Akses Tidak Sah Selama Tiga Minggu

Dalam pemberitahuan kepada otoritas, SimonMed menjelaskan bahwa peretas berhasil mengakses jaringan internal perusahaan selama hampir tiga minggu. Insiden pertama kali diketahui pada 27 Januari, ketika salah satu vendor melaporkan gangguan keamanan pada sistem mereka.

Sehari kemudian, SimonMed mengonfirmasi adanya aktivitas mencurigakan pada jaringan internal, dan segera mengambil langkah mitigasi, termasuk:

  • Reset seluruh kata sandi dan penerapan multi-factor authentication (MFA),
  • Pemasangan Endpoint Detection and Response (EDR),
  • Pemutusan akses langsung pihak ketiga ke sistem internal,
  • Pembatasan lalu lintas jaringan hanya untuk koneksi tepercaya.

SimonMed juga telah melibatkan aparat penegak hukum serta konsultan keamanan siber dan privasi data untuk investigasi lebih lanjut.

“Kami segera mengambil tindakan untuk menahan situasi begitu menemukan adanya serangan kriminal terhadap sistem kami,” ujar pihak SimonMed dalam pernyataan resminya.

Perusahaan belum mengungkap secara rinci jenis data yang dicuri, namun data pasien medis biasanya mencakup nama lengkap, hasil pemeriksaan radiologi, data identifikasi, dan informasi pembayaran.
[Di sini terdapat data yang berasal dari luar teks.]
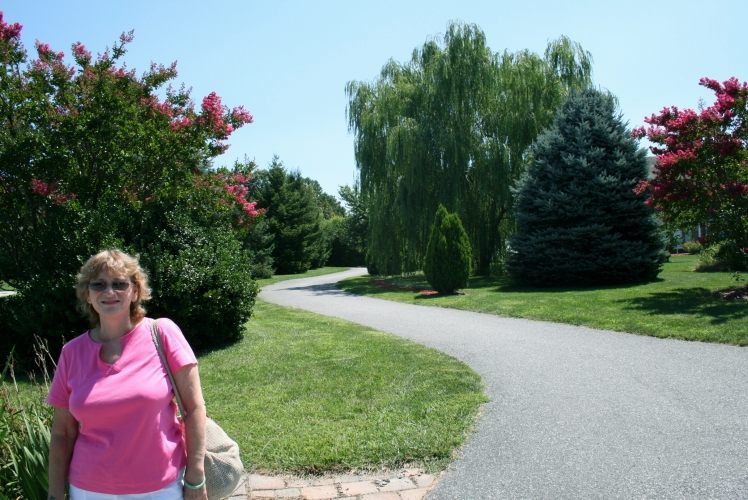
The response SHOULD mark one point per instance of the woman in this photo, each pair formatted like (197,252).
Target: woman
(115,433)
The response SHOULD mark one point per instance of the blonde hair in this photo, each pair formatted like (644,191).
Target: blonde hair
(112,261)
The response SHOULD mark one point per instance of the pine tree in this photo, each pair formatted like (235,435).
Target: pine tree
(293,218)
(448,260)
(578,218)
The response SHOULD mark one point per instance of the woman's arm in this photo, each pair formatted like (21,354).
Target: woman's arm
(63,435)
(188,383)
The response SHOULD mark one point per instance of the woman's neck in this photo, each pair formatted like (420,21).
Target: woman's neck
(111,329)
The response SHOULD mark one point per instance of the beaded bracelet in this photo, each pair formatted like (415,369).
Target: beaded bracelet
(197,486)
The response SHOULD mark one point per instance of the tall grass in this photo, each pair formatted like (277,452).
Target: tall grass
(25,422)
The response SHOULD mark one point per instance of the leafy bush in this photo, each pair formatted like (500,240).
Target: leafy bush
(201,278)
(448,261)
(85,152)
(692,247)
(723,256)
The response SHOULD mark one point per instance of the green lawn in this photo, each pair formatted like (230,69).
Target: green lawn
(304,393)
(681,304)
(314,272)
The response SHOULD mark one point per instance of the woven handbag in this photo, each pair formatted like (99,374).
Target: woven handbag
(223,465)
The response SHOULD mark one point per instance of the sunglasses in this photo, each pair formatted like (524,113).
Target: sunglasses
(117,285)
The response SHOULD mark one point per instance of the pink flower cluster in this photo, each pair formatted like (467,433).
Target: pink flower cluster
(162,107)
(241,115)
(46,190)
(82,56)
(214,113)
(180,123)
(699,155)
(49,60)
(9,32)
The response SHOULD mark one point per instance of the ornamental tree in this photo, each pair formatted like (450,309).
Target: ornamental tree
(701,176)
(91,156)
(449,257)
(578,219)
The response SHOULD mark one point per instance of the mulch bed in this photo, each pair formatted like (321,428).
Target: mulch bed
(740,293)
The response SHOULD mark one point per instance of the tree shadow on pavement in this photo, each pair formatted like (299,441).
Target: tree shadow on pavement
(696,301)
(321,289)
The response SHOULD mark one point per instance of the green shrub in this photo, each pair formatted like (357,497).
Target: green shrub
(25,422)
(723,256)
(692,247)
(201,279)
(449,258)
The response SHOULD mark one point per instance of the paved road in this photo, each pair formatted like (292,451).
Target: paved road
(574,412)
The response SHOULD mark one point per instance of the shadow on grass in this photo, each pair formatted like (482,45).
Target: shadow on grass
(695,301)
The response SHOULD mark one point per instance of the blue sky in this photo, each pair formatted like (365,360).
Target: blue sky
(288,61)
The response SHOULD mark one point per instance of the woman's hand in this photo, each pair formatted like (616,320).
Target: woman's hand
(190,494)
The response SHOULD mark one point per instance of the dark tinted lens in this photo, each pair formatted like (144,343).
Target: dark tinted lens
(100,286)
(120,285)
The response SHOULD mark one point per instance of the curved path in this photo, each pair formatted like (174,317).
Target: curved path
(573,412)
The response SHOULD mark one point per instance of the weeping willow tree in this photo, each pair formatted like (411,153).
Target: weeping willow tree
(453,126)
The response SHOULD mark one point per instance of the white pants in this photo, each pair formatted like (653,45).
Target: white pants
(171,492)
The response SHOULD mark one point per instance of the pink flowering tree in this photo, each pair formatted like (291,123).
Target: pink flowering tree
(701,175)
(93,155)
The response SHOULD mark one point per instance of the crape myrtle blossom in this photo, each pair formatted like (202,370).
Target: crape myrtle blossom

Hingga 10 Oktober, SimonMed menegaskan belum ditemukan bukti penyalahgunaan data tersebut.

Sebagai bentuk perlindungan, perusahaan menawarkan layanan pemantauan identitas gratis melalui Experian bagi para korban.

Geng Ransomware Medusa Klaim Bertanggung Jawab

Kelompok Medusa ransomware mengaku bertanggung jawab atas serangan ini pada 7 Februari, dengan mengklaim telah mencuri 212 GB data dari server SimonMed.

Sebagian data seperti hasil scan medis, laporan pasien, dan dokumen keuangan bocor di situs pemerasan mereka sebagai bukti serangan. Geng tersebut menuntut tebusan USD 1 juta, atau USD 10.000 per hari untuk menunda publikasi data.

Saat ini, nama SimonMed sudah tidak lagi tercantum di portal Medusa, yang biasanya menandakan negosiasi atau pembayaran tebusan telah dilakukan.

Medusa, yang beroperasi dengan model ransomware-as-a-service (RaaS) sejak 2023, dikenal atas serangan terhadap Minneapolis Public Schools (MPS) dan Toyota Financial Services. Dalam peringatan bersama pada Maret 2025, FBI, CISA, dan MS-ISAC mencatat bahwa kelompok ini telah menyerang lebih dari 300 organisasi infrastruktur vital di AS.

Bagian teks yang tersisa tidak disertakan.